OVL has decided to seek a third extension of exploration licence for Block 128 to maintain India's strategic interest in the South China Sea, a top official said.

The block lies in the part of South China Sea over which China claims sovereignty. In 2011, Beijing had warned OVL that its exploration activities off the Vietnam coast were illegal and violated China's sovereignty, but the company continued exploring for oil and gas.

"OVL has not found any hydrocarbons in the block but will continue operations in line with India's strategic and diplomatic interest in the region," he said. The extended exploration licence for Block 128 is due expire this month and the company is seeking an extension.
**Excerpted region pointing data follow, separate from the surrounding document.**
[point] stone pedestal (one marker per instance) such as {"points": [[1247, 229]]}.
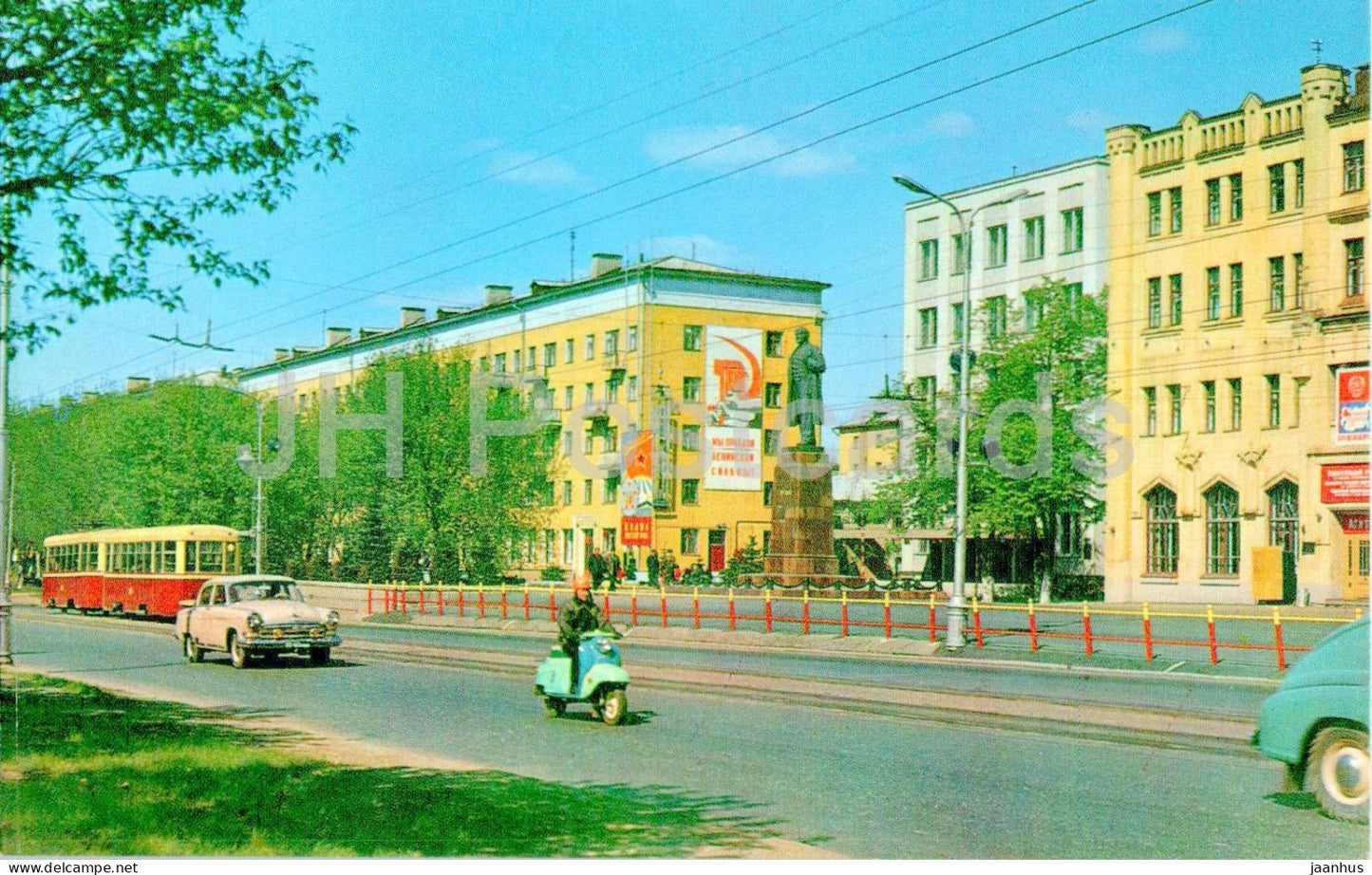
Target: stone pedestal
{"points": [[801, 549]]}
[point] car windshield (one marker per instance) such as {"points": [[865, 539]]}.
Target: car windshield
{"points": [[255, 590]]}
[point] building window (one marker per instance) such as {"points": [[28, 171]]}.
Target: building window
{"points": [[1221, 527], [1162, 531], [959, 252], [774, 344], [1276, 184], [1236, 289], [996, 246], [1212, 293], [996, 316], [771, 394], [1235, 403], [1353, 166], [1353, 267], [1033, 237], [1273, 400], [1285, 517], [928, 328], [1276, 284], [1212, 202], [1073, 233], [690, 438], [1033, 307], [927, 388], [928, 259]]}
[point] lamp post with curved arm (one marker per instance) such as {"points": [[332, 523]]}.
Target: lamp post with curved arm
{"points": [[967, 221]]}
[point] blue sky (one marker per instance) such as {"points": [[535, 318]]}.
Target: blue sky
{"points": [[456, 102]]}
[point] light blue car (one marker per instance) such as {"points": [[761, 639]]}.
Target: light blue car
{"points": [[1317, 723]]}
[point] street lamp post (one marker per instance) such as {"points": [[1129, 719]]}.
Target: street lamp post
{"points": [[956, 601]]}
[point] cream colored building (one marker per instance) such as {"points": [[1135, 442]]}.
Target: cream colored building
{"points": [[1238, 310], [641, 345]]}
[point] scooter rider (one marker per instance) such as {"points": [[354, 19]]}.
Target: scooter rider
{"points": [[579, 615]]}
OVL reckons that if it was to exit the block, it would have to pay $15-20 million penalty for not drilling a committed exploration well. By continuing with the block, it is not just saving on the penalty but also helping New Delhi maintain its strategic interest in the region, he said.

The renewal is being seen as India's attempt to assert its presence in the region. OVL forayed into Vietnam as early as 1988, when it bagged the exploration licence for Block 06.1.

The company got two exploration blocks - Block 127 and Block 128, in 2006. However, Block 127 was relinquished after completing the work programme, but the other Block 128 continued to be retained.

It first took a two year extension of the exploration period till June 2014 and then another one year. The official said the first extension followed China putting the area under Block 128 for global bidding.

OVL holds 100 per cent interest in Block 128 and has so far invested $46 million in the block.

The official said like in case of Block 127, OVL had wanted to exit the adjacent Block 128 because of poor prospectivity. But decided to stay put because of India's strategic interests in the region.

China claims sovereignty over most of the South China Sea where Block 127 and 128 are located and had warned the Indian arm from drilling in the region.

OVL continues to own 45 per cent in Vietnam's offshore block 6.1 and its share of production was 2.023 billion cubic metres of gas and 0.036 million tonnes of condensate.